Central Oregon is the epicenter of western junipers, Juniperus occidentalis.
In parts of central Oregon, western junipers extend for many miles/kilometers and are the only type of tree that grows there. The tree is barely present in Washington and absent in British Columbia.
In the Pacific NW, there are three species of juniper that attain "tree" size:
western juniper, Juniperus occidentalis, in high, dry, semi-arid deserts
Rocky Mountain juniper, Juniperus scopulorum, mainly on dry inland mountains
seaside juniper, Juniperus maritima, within sight of the Salish Sea
Apart from location, a telltale sign for distinguishing these species is barnacle-like glands that are abundant on the scales of western juniper. On Rocky Mountain juniper and seaside juniper, glands like this are either absent or inconspicuous.

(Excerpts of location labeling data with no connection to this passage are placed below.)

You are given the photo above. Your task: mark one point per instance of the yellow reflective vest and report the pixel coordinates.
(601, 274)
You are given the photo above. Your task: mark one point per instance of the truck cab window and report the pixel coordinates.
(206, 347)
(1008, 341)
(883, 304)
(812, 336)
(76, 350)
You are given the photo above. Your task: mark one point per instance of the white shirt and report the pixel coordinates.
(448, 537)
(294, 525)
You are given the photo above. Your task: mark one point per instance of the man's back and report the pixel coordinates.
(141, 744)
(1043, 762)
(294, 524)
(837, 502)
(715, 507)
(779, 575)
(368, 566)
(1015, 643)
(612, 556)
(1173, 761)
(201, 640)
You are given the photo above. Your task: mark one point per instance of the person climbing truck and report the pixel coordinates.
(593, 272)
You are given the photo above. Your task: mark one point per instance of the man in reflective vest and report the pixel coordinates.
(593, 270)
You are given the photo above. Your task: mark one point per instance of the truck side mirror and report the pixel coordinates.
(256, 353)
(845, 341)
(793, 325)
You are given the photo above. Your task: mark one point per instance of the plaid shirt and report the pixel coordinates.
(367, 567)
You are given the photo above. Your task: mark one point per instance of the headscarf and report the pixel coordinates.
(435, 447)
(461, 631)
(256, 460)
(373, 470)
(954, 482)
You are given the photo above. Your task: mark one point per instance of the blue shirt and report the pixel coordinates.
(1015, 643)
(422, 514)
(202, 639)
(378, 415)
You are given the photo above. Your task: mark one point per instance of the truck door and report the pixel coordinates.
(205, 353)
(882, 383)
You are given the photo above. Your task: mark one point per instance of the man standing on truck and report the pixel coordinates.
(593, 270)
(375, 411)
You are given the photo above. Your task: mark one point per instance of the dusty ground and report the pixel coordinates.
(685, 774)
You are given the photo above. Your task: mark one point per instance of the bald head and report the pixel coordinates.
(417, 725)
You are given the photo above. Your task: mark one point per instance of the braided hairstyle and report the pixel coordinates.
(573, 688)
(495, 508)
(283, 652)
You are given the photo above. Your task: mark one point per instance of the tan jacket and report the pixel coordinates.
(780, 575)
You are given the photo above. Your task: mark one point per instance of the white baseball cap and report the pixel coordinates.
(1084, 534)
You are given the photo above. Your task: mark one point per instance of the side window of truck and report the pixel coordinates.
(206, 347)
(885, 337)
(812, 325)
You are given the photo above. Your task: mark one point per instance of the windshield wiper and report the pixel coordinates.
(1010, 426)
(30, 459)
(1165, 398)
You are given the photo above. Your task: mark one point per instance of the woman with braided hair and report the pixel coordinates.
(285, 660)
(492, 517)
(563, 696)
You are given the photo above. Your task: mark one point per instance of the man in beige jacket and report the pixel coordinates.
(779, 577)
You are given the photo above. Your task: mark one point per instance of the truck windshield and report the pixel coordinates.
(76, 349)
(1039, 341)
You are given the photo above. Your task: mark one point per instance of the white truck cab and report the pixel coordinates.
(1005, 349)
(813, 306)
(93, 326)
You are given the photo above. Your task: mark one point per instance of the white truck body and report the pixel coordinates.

All junipers are conifers, meaning that the seeds grow in cones. But juniper cones bear little resemblance to pine cones. Instead, they look more like small blueberries.
These cones are called "juniper berries" and contain usually 1 to 3 seeds each.
Gin is made from juniper berries (plus neutral agricultural alcohol).
Recently, distilleries have sprung up in central Oregon that produce gin from locally picked juniper berries.
The label on this bottle of Oregon gin reads:
Central Oregon is home to one of the largest Juniper forests in the United States, so it's no wonder we're big Gin fans. We pick fresh Juniper berries right off our local trees and use them to flavor our tasty Gin. We also add other botanicals to produce our uniquely flavored Gin. ...
I can vouch that central Oregon gin is tasty, either straight or in cocktails.